MicroStrategy’s parent company Strategy Inc. (NASDAQ: MSTR), still widely known by its former name MicroStrategy, is having another bruising session on Thursday, November 20, 2025. The Bitcoin‑heavy stock is trading near fresh 52‑week lows, faces the prospect of being kicked out of major MSCI indexes, and yet is still attracting big institutional buyers such as U.S. state pension funds.

Below is a complete, news‑driven look at MSTR today for Google News and Discover readers.


MSTR stock today: price, range and volatility

By late trading on November 20, MSTR is changing hands around $178 per share, down roughly 4–5% from Wednesday’s close near $186.50. Intraday, the stock has swung between about $171.5 and $194.5, underlining just how volatile it has become.

Key snapshot for Nov. 20, 2025:

  • Last price: about $178
  • Previous close (Nov. 19): ~$186.5
  • Intraday range: roughly $171.5 – $194.5
  • Two‑day move: from above $200 on Tuesday to the low $170s today
  • Market cap: in the low‑$50 billion range, depending on the data provider

On Wednesday, MSTR hit a 52‑week low around $181.73 and closed near $186.50 after previously finishing at $206.80, according to MarketBeat’s alert. Yahoo Finance data now show Thursday’s low near $171.48, marking yet another new low.

Over a longer horizon, several analyses agree on the same message: the stock has crashed from its mid‑July peak, down 40–60% over roughly the past four months as Bitcoin rolled over from record highs.

With a beta above 2.5, MSTR remains one of the most volatile large‑cap equities tied to Bitcoin.


New 52‑week low – and a rare discount to the Bitcoin treasury

One of today’s most striking headlines: MSTR is now trading below the value of its own Bitcoin holdings, at least on a gross basis before debt. A CryptoPolitan report notes the stock has “crashed to [a] new 52‑week low, trading below the value of the BTC treasury.” Cryptopolitan

Here’s why that matters:

  • Strategy’s own “Purchases” page and recent coverage indicate the company now holds about 649,870–650,000 BTC on its balance sheet. Strategy+2CoinDesk+2
  • With Bitcoin currently around $86,700, that stack is worth roughly $56 billion at today’s spot price.
  • Meanwhile, most data providers put MSTR’s equity market cap in roughly the $50–54 billion range today.

That implies the market is valuing Strategy’s entire software business, its sizable analytics franchise, and other assets at close to zero – or even a discount – once the Bitcoin pile is accounted for, especially after factoring in convertible debt and preferred equity.

Earlier this month, CoinDesk noted that even after a sharp selloff, MSTR still traded at a premium to its Bitcoin holdings. The fact that newer reports now highlight a discount shows just how fast sentiment has flipped.


MSCI index review: JPMorgan flags up to $8.8 billion in potential outflows

The other dominant story today is index risk.

MSCI has launched a consultation on whether to exclude companies whose digital‑asset holdings exceed 50% of total assets from its flagship equity indexes. Strategy (MSTR) is explicitly in the crosshairs.
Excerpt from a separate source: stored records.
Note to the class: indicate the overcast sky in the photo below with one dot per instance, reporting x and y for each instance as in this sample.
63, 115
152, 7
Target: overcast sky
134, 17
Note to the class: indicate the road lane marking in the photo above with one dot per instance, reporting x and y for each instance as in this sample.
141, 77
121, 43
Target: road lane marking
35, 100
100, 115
Key points from JPMorgan’s note and today’s coverage:

  • Strategy currently sits in heavy‑hitting benchmarks such as MSCI USA, MSCI World and the Nasdaq 100, making it a standard Bitcoin proxy inside many passive portfolios.
  • Of an estimated ~$59 billion market cap, roughly $9 billion is held in ETFs and mutual funds that track these indexes.
  • JPMorgan estimates about $2.8 billion in forced selling if MSTR is removed from MSCI indexes alone – and up to $8.8 billion if other index providers follow the same rulebook.
  • MSCI’s decision is expected by January 15, 2026, following its current public consultation.

Barron’s highlighted the irony: Strategy has never made it into the S&P 500 despite meeting size and liquidity tests, in part because it’s perceived as a quasi‑Bitcoin fund. Now it could be forced out of the MSCI indexes that helped mainstream it in the first place.
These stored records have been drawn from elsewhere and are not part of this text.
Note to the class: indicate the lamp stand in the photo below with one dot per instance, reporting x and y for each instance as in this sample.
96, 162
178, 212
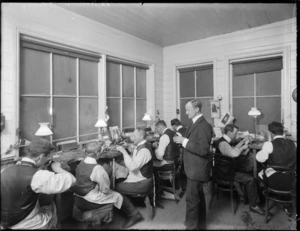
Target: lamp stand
255, 128
100, 132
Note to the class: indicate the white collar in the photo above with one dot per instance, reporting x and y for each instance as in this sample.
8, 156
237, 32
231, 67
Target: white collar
140, 143
180, 126
27, 159
196, 117
90, 160
227, 138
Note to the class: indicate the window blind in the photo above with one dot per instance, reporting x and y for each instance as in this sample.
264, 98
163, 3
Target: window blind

CoinDesk further notes that Strategy’s combined equity + debt + preferred value relative to its Bitcoin holdings has fallen to the lowest level since the pandemic, and warns that a negative MSCI ruling could push that ratio close to 1:1, leaving the company priced almost purely as a Bitcoin tracker.


State pension funds keep buying MSTR anyway

Despite the chaos, some deep‑pocketed institutional investors are doubling down on MSTR rather than walking away.

A CoinCentral report today reveals that Arizona’s $60 billion State Retirement System has bought roughly $15 million of MSTR, using the stock as a regulated, indirect way to get Bitcoin exposure.

That article also highlights a broader trend:

  • 14 U.S. states now collectively hold more than $632 million in MSTR, with
    • California leading at about $276 million,
    • Florida around $88 million,
    • and other states gradually adding positions.

For these funds, Strategy is still viewed as a “top Bitcoin proxy investment” that fits more comfortably inside traditional mandates than spot crypto, even as index providers and regulators grow uneasy with the model. CoinCentral+1


Saylor’s latest message: “we can survive deep Bitcoin drawdowns”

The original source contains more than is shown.